(SPOT.ph) Let's admit it: Certain parts of Manila are seedy, yes, but it possesses a hidden charm—if you know where to look. So don't be afraid to explore the city—if you look past the dirty corner and dubious establishments, you might just be surprised.
Ermita: Not Just a Red-Light District
For the uninitiated, walking the streets of Ermita at night may be a little disconcerting. At almost every corner are heavily made-up women loudly greeting passersby. It's hard not to notice, what with all the shrill voices outshouting each other in hopes of enticing customers.
Ermita was once a financial hub, but the Battle of Manila in 1945 left it in ruins. Decades later, it became known as a red-light district. There have been efforts to clean up the area (and its reputation), but sadly, it hasn’t fully recovered.
Still, there are pockets of wholesome places that are worth checking out. Take, for instance, several Korean restaurants that dot the area. Popular among the lot is Café Chosun on the corner of Pedro Gil and Adriatico Streets. The restaurant serves authentic Korean dishes (which start at P290), preceded by a bevy of refillable side dishes called banchan. Chosun’s claim to fame? The late celebrity chef and popular TV personality Anthony Bourdain once dined here; you can even spot photos of him proudly displayed on one wall.
Another Korean resto to check out is Makchang, which specializes in Korean barbecue (starts at P350). There are two branches on Adriatico Street: one near Remedios Circle and the other is across Robinsons Place Manila.
Atop the latter branch of Makchang, up a flight of wooden stairs, is Café Esso. Done in wooden interiors punctuated by industrial lighting, Café Esso has generous seating, but you may find it challenging to find a spot here on weekdays as it’s a go-to hangout for students from nearby universities. After dinner is a good time to pay a visit. A cup of Americano is at P100.
A handful of galleries are also in the area. There’s the Museum of a History of Ideas on the grounds of the University of the Philippines - Manila along Padre Faura Street. Housed in a Neoclassical-style building, the museum (also known as UP Manila Museum) is one of the centennial projects of the university. Open spaces make it easy to navigate this museum at your own pace as you discover the history of this premiere university and its contributions to the country—from the time it was born in 1908 until today. It’s open from Tuesdays to Saturdays, 10 a.m. to 5 p.m. General admission is only at P150.
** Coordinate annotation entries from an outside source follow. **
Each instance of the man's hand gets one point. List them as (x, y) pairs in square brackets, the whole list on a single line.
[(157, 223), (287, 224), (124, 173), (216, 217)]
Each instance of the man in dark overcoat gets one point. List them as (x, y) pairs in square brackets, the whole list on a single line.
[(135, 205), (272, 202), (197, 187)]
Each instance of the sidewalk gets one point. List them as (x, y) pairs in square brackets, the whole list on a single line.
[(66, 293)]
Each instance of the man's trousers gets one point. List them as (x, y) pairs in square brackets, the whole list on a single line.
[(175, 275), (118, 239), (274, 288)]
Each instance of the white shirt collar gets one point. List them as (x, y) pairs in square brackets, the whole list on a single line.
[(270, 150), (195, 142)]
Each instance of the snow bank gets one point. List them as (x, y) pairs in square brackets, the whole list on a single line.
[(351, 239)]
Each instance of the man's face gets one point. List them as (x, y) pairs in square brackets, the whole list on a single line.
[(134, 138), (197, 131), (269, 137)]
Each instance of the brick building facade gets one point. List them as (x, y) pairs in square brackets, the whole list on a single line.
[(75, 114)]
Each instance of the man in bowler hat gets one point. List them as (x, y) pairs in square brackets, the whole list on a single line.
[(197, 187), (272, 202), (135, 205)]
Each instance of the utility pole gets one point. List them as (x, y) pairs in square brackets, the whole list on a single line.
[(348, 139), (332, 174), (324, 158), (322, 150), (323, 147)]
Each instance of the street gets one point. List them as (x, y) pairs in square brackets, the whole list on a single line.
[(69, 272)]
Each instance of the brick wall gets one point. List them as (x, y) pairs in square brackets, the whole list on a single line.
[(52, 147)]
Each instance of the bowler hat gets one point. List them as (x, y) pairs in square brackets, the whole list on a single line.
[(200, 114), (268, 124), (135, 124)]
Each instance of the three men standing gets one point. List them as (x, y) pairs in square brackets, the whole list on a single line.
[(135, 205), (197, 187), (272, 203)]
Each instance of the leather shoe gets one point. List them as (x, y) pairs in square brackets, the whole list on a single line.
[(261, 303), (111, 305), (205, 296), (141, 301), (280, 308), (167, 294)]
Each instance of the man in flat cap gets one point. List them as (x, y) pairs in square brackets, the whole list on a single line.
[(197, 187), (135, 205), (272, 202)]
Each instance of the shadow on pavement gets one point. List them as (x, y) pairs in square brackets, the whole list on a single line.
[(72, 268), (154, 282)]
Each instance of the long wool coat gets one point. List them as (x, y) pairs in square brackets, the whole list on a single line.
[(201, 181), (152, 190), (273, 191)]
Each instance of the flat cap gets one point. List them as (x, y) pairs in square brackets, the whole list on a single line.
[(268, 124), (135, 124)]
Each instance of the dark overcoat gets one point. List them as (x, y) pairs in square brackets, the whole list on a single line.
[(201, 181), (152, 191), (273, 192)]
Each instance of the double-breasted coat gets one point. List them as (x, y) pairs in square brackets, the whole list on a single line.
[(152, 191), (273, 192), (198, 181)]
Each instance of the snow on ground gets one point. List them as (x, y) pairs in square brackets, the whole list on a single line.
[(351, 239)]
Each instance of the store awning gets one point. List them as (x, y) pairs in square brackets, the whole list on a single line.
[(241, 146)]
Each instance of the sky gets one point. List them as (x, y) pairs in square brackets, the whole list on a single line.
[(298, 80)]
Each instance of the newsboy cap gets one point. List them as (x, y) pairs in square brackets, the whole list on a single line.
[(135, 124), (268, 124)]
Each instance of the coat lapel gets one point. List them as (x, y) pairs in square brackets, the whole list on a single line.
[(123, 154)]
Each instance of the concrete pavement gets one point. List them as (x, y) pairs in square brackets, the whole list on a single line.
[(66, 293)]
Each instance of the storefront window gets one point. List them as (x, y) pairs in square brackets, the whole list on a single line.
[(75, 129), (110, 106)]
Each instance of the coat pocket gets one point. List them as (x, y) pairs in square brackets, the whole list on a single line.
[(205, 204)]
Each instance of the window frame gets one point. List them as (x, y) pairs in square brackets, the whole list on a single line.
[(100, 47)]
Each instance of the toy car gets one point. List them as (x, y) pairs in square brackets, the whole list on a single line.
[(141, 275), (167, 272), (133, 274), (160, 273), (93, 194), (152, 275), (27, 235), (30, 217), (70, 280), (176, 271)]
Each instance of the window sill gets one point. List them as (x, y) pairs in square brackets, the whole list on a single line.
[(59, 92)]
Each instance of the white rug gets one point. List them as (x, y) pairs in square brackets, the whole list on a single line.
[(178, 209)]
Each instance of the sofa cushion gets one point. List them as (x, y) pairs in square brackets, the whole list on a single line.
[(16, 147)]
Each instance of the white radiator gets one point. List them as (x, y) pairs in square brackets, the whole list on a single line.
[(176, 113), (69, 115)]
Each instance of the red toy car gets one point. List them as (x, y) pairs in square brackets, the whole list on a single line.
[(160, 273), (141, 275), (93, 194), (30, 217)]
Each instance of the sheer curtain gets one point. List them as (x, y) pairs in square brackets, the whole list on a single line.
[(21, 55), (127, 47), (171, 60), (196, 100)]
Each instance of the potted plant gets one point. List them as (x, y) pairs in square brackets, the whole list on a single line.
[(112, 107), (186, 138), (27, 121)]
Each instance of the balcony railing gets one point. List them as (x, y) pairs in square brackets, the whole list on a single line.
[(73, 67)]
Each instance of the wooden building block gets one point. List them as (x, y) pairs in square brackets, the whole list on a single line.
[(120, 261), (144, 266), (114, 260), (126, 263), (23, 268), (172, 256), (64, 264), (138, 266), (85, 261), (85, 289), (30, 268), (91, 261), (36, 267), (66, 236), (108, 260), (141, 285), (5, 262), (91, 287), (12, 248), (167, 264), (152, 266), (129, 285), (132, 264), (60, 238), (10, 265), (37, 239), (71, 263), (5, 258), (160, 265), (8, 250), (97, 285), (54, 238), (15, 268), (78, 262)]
Also in Casa Tesoro is Mono8 Gallery, another contemporary art space that showcases local and international artists. Entrance to the gallery is free of charge and is open from Tuesdays to Saturdays at 1 p.m. to 6pm.
A few steps away from Casa Tesoro is Tesoro’s Handicrafts. Established in 1945, the shop is the legacy of Atty. Nestor and wife Salud Tesoro, who took pride in everything Pinoy. So, you’ll find souvenir items that are proudly Philippine-made—from woven bags to indigenous instruments, and even pamaypay in quirky designs. (If the surname of the founders sounds familiar, that’s because they’re the parents-in-law of Patis Tesoro, a renowned fashion designer celebrated for her local creations.)